Billions of years ago, Mars had liquid water on its surface in the form of lakes, streams, and even an ocean that covered much of its northern hemisphere. The evidence of this warmer, wetter past is written in many places across the landscape in the form of alluvial fans, deltas, and mineral-rich clay deposits. However, for over half a century, scientists have been debating whether or not liquid water exists on Mars today.
According to new research by Norbert Schorghofer – the Senior Scientist at the Planetary Science Institute – briny water may form intermittently on the surface of Mars. While very short-lived (just a few days a year), the potential presence of seasonal brines on the Martian surface would tell us much about the seasonal cycles of the Red Planet, as well as help to resolve one of its most enduring mysteries.
Schorghofer’s study, titled “Mars: Quantitative Evaluation of Crocus Melting behind Boulders“, recently appeared in The Astrophysical Journal. To address the question of whether seasonal water frost can melt, thus producing liquid water, Schorghofer considered a suite of quantitative models, as well as updated info on heat convection and a three-dimensional surface energy balance model.
While much of the water that once existed on Mars’ has been preserved in the form of its polar ice caps, the presence of liquid water is very difficult to determine. The planet undergoes seasonal cycles like Earth, which would lead one to conclude that this ice periodically melts. However, the low-pressure environment and rapid temperature changes on Mars cause this ice to sublimate long before it reaches its melting point.
On Mars, atmospheric pressure ranges from 0.4 to 0.87 kilopascals (kPa), which is the equivalent of less than 1% of Earth’s at sea level. This places it close to the triple point pressure of H2O – the minimum pressure necessary for liquid water to exist. Meanwhile, the surface heats very quickly when exposed to sunshine, which results in massive changes in temperature throughout the day.
As Schorghofer explained in a recent PSI press release:
“Mars has plenty of cold ice-rich regions and plenty of warm ice-free regions, but icy regions where the temperature rises above the melting point are a sweet spot that is nearly impossible to find. That sweet spot is where liquid water would form.”
Schorghofer envisions these “sweet spots” as being located in the mid-latitudes around protruding topography (e.g. boulders and tall rock formations). During the winter, these regions would cast shadows continually, creating very cold temperature environments where water frost could accumulate.
When Spring comes, these same spots would become exposed to direct sunlight. This would cause the water frosts to be heated to close to the melting point of water after one or two Martian days (aka. sols). According to Schorghofer’s detailed model calculations, the temperature would change very rapidly, rising from -128 °C (-200 °F) in the morning to -10 °C (14 °F) by noon.
Wherever these water frost deposits formed on salt-rich ground, their melting point would be depressed to the point where it would melt at -10 °C. This means that not all of the frost would sublimate and become gaseous.
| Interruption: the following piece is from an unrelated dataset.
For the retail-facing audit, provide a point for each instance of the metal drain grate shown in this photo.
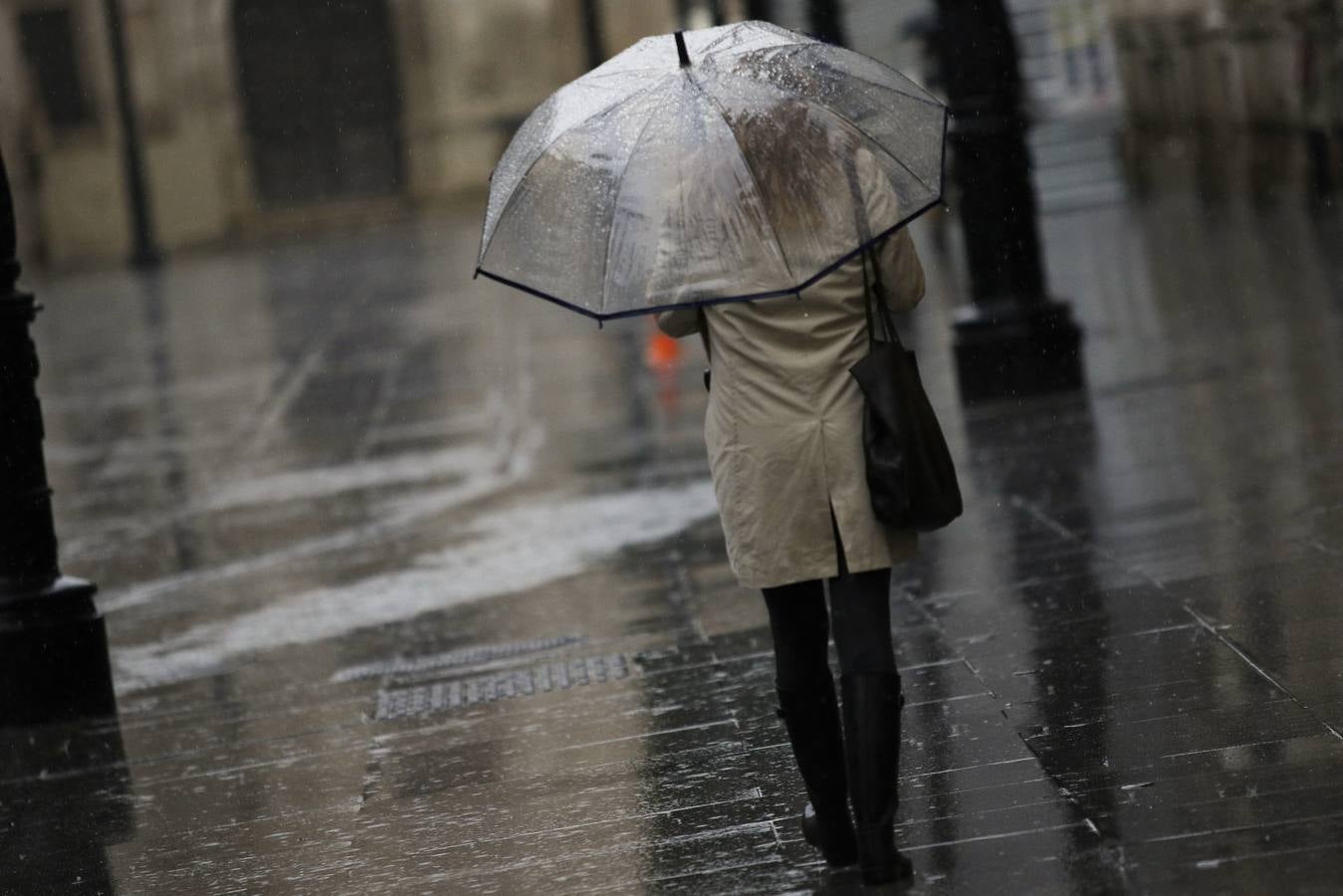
(464, 657)
(423, 700)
Some of it would turn into brines that would endure until all of the ice has either melted or turned to vapor. This seasonal pattern would repeat again the following year.
Much like what happens in the southern polar region, carbon dioxide frosts could also build up during the winter in the shadowed areas behind protruding topography. The melting of water frosts would therefore only take place after the dry ice had vaporized – a point that scientists refer to as the “crocus date.” One or two sols after this date has passed, liquid water ice will begin to thaw to create water – known as “crocus melting.”
These findings build on previous experiments conducted by NASA that showed how chlorate-rich environments on Mars would be the most likely place to find water. Similar research has been conducted by numerous science teams that have questioned whether seasonal features around Mars’ equatorial regions – known as Recurring Slope Lineae (RSL) or “slope streaks” – are the result of brines forming.
So far, there is conflicting evidence as to what causes these features and whether they are the result of sand avalanches (“dry” mechanisms) or liquid water from groundwater springs, melting surface ice, or the formation of brines (“wet” mechanisms). As Schorghofer explained, his research and modeling are an additional indication that the “wet” school of thought is correct.
“Answering the question whether crocus melting of seasonal water ice actually occurs on Mars required a slew of detailed quantitative calculations – the numbers really matter. It took decades to develop the necessary quantitative models.”
This summer, NASA’s Mars 2020 rover will launch from Cape Canaveral to begin its six-month-long journey to Mars. Once there, it will join Curiosity and a host of other missions that are currently looking for evidence of Mars’ watery past. With any luck, some direct evidence that liquid water exists there today will also be found! Aside from settling a decades-long debate, it would be good news for all those hoping to go there in the future!